Chiefs’ home loss rare

Don Nachbaur’s assessment was plain, simple and direct.

“That was awful,” the Spokane Chiefs coach said.

And he was right.

The Chiefs, who hadn’t lost a home game since before Santa Claus made his rounds or failed to pick up a point at the Arena since before Halloween candy was taken out of its hiding place, were outworked and outhustled by Kelowna on Saturday night, losing 5-3.

“There’s an old saying, ‘When you get full of yourself you get what you deserve,’ ” Nachbaur said. “We got what we deserved tonight and that’s entered our game.”

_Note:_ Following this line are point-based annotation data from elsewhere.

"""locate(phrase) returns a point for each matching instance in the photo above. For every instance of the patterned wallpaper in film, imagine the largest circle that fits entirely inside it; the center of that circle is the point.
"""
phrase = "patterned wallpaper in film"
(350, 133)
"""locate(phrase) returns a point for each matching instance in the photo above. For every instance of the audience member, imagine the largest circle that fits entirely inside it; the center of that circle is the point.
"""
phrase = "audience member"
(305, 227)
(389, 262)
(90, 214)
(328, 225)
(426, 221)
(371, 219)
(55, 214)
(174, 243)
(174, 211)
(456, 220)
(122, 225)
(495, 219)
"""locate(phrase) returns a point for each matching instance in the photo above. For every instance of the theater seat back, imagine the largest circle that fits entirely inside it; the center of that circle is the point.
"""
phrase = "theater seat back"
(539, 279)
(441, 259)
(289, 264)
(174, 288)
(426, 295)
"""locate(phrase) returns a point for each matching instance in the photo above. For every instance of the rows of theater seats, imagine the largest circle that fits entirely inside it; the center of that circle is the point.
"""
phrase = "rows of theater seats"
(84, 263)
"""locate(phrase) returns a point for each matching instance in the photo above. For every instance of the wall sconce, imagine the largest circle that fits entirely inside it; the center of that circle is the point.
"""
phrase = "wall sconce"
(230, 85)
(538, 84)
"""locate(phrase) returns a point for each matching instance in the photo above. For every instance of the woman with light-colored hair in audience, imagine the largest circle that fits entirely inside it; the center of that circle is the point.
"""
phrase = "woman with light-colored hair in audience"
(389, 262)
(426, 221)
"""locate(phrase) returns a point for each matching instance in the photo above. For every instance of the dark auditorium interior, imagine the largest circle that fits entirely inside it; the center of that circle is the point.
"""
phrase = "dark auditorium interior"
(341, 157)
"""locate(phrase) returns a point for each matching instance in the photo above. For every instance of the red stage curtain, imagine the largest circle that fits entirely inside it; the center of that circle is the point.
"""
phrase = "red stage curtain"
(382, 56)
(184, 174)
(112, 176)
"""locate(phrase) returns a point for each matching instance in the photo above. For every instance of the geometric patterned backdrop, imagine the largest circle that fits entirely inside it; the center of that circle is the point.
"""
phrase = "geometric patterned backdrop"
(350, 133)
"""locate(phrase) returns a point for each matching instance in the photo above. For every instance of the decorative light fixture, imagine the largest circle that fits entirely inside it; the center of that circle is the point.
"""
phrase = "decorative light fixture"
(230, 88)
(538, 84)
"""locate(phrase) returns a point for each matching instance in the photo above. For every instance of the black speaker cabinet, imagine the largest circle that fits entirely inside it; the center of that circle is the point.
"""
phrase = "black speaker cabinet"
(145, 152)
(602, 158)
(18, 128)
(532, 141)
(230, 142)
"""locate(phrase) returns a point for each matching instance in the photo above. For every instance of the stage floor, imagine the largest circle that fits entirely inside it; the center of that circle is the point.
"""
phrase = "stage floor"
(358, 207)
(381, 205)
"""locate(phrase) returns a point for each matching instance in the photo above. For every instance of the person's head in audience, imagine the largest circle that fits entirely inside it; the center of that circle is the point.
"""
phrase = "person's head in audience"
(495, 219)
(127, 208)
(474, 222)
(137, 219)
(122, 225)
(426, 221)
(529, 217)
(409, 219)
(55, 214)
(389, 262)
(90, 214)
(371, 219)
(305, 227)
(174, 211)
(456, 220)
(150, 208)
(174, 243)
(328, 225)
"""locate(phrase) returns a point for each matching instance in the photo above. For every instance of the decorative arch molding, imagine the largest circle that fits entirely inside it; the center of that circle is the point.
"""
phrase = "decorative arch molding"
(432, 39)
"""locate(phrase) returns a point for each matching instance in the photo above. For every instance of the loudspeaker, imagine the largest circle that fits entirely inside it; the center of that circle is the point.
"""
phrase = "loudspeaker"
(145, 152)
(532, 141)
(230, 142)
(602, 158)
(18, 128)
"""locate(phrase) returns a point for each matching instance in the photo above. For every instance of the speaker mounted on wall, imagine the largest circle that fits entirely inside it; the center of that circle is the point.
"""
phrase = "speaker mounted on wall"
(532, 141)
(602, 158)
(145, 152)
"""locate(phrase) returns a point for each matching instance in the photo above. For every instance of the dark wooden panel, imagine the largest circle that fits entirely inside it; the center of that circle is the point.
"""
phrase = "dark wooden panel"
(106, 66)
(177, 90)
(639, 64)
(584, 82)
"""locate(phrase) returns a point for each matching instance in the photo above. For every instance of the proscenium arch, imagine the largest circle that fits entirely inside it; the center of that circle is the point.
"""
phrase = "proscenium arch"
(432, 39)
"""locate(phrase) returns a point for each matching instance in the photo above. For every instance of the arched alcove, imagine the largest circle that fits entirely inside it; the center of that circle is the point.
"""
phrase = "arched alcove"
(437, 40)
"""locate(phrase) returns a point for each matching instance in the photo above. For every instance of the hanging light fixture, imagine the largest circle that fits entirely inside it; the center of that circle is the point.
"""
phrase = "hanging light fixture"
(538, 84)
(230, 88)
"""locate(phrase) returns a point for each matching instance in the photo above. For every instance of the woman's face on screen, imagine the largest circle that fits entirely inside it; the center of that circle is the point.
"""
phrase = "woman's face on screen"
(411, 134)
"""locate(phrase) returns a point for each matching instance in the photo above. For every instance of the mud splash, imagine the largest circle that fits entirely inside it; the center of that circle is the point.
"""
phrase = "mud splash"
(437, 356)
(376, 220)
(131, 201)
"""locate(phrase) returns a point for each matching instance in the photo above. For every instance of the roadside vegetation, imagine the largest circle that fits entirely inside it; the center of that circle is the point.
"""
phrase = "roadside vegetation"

There isn’t much time to get it out with a game this evening in Portland, which regained first place from the Chiefs (29-12-3-2, 63 points) with a 5-1 win over Seattle.

“We’ll see how we react tomorrow,” Nachbaur said. “I had guys sitting out tonight that could have played. It started last night and it’s going through our locker room now. When it enters the locker room it’s my job to nip it in the bud and I’m in the process of doing that.”

That’s to take nothing away from Kelowna (26-20-0-0, 52), and the game-winning goal was indicative of that.

Brett Bulmer outskated one defenseman and fended off the other before cutting in on Spokane goalie Mac Engle, who was making his first start since Dec. 17.

“I waited the goalie out and tucked it in there,” Bulmer said after his second goal of the game and 17th of the season with 3:32 to play.

Geordie Wudrick’s 25th goal into an empty net iced the game.

It didn’t take the Chiefs long to grab the lead, with Tyler Johnson sitting out front to bury the feed from Dominik Uher 80 seconds into the game. It was Johnson’s league-leading 36th goal, tying his career high.

Bulmer tied the game with a power-play goal at 4:14. About 5 minutes later the Rockets went on the power play again and again Brown foiled Johnson’s short-handed chance. Seconds later Johnson was charging in again, but this time he sent the puck to Koper, who banged it home for his 23rd goal. The shortie, at 10:47, was the 13th for the Chiefs, tying for the league lead.

Mitch Holmberg staked the Chiefs to a 3-1 lead just 18 seconds into the second period, but that was the high-water mark. The Rockets got one back on Colton Heffley’s goal after a Chiefs giveaway at 5:03. Then a 5-on-3 power play was wasted, and with 1:20 to go in the period Shane McColgan was camped on the doorstep to bang in a rebound of Mitchell Chapman’s shot from the point to tie the game.

“There was no finish in our game,” Nachbaur said. “I thought we had them on the ropes at 3-1 and then our group got really arrogant.”

The giveaway goal and unproductive 5-on-3 were only two minutes apart.

“And these are our key guys,” Nachbaur said. “Your key guys instill stuff in your team whether it’s good or bad and tonight they were the ones that let their foot off the throttle.”

The Chiefs outshot the Rockets 38-17 but still lost for the first time at home since Seattle pulled out a 5-4 win in overtime on Dec. 15. The last time they didn’t pick up a point at home was when Red Deer won 4-2 on Oct. 23. That’s a string of 14 wins and two overtime losses.